Zygmunt Bauman ha detto: “Quando si evita ad ogni costo di ritrovarsi soli, si rinuncia all’opportunità di provare la solitudine. Quel sublime stato in cui è possibile raccogliere le proprie idee, meditare, riflettere, creare e, in ultima analisi, dare senso e sostanza alla comunicazione”.
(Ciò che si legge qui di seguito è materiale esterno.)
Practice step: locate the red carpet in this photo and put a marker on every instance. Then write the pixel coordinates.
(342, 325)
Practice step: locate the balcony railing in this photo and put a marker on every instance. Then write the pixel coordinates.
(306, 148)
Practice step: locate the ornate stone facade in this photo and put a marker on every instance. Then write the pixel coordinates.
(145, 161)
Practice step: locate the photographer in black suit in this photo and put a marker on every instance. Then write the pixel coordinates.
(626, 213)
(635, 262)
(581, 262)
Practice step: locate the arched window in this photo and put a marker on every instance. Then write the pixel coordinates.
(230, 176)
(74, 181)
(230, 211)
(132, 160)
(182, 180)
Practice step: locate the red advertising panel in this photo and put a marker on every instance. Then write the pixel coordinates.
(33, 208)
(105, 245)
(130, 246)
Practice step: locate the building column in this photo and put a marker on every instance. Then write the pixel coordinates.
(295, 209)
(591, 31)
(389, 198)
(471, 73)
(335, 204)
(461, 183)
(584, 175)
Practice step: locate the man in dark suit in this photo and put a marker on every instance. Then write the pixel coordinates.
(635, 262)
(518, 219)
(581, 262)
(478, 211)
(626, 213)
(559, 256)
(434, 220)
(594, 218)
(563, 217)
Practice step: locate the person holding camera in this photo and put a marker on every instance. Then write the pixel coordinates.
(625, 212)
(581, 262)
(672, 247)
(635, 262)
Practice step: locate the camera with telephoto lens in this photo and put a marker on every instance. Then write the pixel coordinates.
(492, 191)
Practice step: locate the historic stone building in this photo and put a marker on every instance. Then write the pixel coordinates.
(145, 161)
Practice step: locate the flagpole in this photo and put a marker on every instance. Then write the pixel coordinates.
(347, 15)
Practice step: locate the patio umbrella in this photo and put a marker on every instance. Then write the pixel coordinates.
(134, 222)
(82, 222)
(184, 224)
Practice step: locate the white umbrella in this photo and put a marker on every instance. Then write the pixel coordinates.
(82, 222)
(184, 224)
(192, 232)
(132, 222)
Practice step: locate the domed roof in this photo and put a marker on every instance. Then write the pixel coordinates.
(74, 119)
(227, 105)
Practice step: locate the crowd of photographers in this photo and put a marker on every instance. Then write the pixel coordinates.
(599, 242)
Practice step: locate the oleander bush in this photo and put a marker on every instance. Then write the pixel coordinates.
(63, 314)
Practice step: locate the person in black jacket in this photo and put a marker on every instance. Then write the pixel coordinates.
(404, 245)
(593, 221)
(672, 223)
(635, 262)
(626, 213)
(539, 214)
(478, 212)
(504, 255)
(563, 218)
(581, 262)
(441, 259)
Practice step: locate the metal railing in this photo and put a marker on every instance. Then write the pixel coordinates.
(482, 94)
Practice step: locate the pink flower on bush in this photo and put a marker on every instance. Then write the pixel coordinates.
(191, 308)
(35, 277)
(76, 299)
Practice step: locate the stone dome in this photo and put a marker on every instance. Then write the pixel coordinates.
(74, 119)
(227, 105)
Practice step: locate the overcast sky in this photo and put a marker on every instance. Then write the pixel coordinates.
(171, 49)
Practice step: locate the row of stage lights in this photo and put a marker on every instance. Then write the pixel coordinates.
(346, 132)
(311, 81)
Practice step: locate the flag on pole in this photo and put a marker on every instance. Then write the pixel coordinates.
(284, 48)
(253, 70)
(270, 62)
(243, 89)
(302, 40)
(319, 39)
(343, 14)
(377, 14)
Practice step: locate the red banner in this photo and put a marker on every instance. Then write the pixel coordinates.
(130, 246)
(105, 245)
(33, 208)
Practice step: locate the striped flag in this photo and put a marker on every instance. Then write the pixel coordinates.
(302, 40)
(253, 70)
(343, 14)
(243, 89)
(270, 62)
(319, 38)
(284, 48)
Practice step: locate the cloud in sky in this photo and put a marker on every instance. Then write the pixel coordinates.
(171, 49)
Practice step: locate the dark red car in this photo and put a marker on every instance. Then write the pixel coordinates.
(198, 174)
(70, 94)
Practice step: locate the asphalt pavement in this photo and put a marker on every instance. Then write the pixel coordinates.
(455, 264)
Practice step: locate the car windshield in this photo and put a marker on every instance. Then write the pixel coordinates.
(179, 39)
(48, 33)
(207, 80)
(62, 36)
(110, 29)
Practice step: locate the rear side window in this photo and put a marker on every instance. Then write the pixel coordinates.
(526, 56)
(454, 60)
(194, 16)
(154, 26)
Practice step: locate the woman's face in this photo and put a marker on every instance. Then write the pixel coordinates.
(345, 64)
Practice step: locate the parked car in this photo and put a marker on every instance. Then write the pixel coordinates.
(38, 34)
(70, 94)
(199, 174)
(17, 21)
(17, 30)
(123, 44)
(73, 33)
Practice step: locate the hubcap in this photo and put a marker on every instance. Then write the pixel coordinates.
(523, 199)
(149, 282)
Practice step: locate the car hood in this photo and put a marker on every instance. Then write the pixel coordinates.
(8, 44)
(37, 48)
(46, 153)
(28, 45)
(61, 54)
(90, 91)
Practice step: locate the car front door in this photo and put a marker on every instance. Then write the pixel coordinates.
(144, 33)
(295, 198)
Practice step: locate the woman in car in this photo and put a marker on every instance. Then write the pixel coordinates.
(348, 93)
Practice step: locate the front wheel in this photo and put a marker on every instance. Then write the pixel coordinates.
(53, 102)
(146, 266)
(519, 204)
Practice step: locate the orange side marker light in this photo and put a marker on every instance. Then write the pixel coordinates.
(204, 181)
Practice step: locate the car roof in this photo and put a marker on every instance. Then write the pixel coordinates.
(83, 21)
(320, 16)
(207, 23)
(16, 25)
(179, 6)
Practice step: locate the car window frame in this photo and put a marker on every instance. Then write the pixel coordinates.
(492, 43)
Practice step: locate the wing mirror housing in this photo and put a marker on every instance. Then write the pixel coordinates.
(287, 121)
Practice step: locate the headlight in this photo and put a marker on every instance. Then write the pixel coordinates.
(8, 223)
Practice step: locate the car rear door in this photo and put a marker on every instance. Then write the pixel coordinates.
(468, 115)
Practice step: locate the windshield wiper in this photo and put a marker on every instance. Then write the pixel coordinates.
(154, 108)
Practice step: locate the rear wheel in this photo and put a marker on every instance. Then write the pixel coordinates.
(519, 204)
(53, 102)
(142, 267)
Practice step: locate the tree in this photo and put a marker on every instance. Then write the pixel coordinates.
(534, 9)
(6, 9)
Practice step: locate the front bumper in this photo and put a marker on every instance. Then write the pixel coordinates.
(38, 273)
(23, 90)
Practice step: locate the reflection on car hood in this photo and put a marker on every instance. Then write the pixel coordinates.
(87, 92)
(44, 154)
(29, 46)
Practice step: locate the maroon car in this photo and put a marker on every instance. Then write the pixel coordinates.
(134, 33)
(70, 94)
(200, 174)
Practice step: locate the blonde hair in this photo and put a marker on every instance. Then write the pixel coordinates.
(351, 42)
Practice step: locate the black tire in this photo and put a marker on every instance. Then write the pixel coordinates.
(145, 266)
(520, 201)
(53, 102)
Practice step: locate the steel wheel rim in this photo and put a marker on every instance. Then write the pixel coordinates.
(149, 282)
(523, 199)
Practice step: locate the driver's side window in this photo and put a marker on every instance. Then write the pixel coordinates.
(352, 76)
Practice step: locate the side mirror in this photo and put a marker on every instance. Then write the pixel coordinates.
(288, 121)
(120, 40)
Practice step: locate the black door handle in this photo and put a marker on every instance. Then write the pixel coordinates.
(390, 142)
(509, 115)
Nella nostra società siamo soliti vedere la solitudine con occhio negativo, non la accettiamo, non la tolleriamo, forse perché l’uomo viene definito come un animale sociale, quindi viviamo in branchi e da soli non possiamo sopravvivere. Ci siamo mai chiesti però se ogni tanto magari un po’ di solitudine non faccia poi così male? Non è sicuramente una domanda che noi tutti ci poniamo frequentemente. Però secondo Baumant la solitudine non ci viene descritta come un qualcosa di tragico. A chi non sa se fidarsi dico provare per credere. In fondo la solitudine non è una delle catastrofi più terribili che un uomo può incontrare nel corso della sua vita. Uno deve solo fare l’abitudine alle occhiate che gli altri ti lanciano nel momento in cui preferisci essere un lupo solitario più che far parte del branco.
A parte questo a volte la solitudine non è molto d’aiuto e la situazione da sopportare potrebbe essere più difficile di quanto sembra. E’ proprio il caso di Massimo Pericolo, circondato da droga, alcool e puttane, convinto di avere tutto quando invece non ha niente e le sue canzoni ne sono la prova.
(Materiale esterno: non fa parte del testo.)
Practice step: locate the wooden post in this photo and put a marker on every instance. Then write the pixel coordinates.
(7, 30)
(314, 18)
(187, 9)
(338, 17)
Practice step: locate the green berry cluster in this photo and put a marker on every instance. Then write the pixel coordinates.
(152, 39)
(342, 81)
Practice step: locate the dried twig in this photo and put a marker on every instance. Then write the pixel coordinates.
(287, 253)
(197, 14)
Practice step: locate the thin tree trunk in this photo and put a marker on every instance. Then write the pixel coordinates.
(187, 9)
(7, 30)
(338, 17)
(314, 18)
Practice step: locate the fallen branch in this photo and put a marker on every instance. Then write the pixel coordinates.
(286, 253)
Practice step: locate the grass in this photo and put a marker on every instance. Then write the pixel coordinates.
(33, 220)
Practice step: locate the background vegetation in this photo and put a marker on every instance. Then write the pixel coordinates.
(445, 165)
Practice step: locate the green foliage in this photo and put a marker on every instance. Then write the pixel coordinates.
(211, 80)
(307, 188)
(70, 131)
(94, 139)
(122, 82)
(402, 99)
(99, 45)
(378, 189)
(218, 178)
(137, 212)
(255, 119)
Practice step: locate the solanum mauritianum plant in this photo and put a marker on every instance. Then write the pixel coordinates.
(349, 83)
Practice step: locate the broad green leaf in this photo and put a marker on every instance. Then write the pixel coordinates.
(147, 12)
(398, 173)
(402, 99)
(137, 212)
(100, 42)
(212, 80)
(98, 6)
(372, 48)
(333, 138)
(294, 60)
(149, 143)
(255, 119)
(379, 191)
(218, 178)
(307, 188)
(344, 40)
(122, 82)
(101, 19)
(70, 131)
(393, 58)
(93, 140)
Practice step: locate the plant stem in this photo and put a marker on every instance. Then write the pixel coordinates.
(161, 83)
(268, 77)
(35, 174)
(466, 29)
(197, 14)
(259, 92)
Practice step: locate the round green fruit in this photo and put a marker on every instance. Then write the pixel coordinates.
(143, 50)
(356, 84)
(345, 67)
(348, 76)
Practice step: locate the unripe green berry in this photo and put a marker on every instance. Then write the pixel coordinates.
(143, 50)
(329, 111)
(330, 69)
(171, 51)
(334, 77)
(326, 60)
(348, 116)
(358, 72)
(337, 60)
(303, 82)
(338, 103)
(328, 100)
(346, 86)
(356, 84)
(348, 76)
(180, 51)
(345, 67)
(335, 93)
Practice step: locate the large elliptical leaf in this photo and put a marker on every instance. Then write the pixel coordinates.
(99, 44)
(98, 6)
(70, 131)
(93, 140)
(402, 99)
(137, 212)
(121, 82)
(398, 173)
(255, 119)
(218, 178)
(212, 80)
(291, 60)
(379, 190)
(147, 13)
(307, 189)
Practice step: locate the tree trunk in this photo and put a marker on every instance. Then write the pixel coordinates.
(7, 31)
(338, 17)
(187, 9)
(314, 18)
Da Ansia a Cocco, da Ramen girl ad Amici, gli argomenti sempre gli stessi, ma la solitudine che si avverte diventa sempre più forte.
“Corrono come se avessero il fuoco sotto il sedere in cerca di qualcosa che non si trova. Si tratta fondamentalmente della paura di affrontare se stessi, si tratta fondamentalmente della paura di essere soli. Invece a me fa paura la folla”. Sembra quasi che Bukowski conoscesse Massimo Pericolo. Con questa frase ha descritto chiaramente quello che il suo album lascia intendere: paura della folla, paura di quello che potrebbero fargli, delle delusioni che potrebbe nuovamente ricevere.
E questo ce lo dice lui chiaramente, dopo essere stato ingannato e ferito dai suoi amici, dalle persone che amava e dalla società stessa. Non si fida della folla, così preferisce vivere nella solitudine anche soffrendo. Ma il dolore che prova in questo modo non è minimamente paragonabile al tradimento di un amico o alla perdita di una persona cara.
Cocco è forse la canzone più significativa da questo punto di vista:
“L’amore fa più male dell’odio
L’amore fa più male del cocco
E la rivoglio da quando è finita”.
“Non ho più le parole
Per dirti le cose che ho dentro
E rimangono dentro di me”.
Da quest’ultima strofa sembra quasi che si sia arreso, abbia smesso di lottare per far vedere a tutti chi è veramente. Per cambiare le carte in tavola e che abbia preferito semplicemente adeguarsi alla massa. Indossare una maschera di ferro all’apparenza perfetta per il personaggio che interpreta, componendo canzoni e facendo vedere a tutti, anche a chi non c’è più o a chi se n’è andato via, che lui in realtà se la passa benissimo anche senza di loro, che è più forte di tutta la merda che lo circonda.
Ma non è così, anche se è una cosa che si nota solo analizzando con occhio critico il testo delle sue canzoni.
Giacomo Leopardi diceva che la solitudine è come una lente d’ingrandimento: se sei solo e stai bene stai benissimo, se sei solo e stai male stai malissimo.
Non ci resta altro che pensare che Baumant, Bukowski e Leopardi ne hanno passate tante nel corso della loro vita e forse qualcosa da loro potremmo pure impararla, facciamo tesoro dei nostri errori e impariamo dagli sbagli degli altri.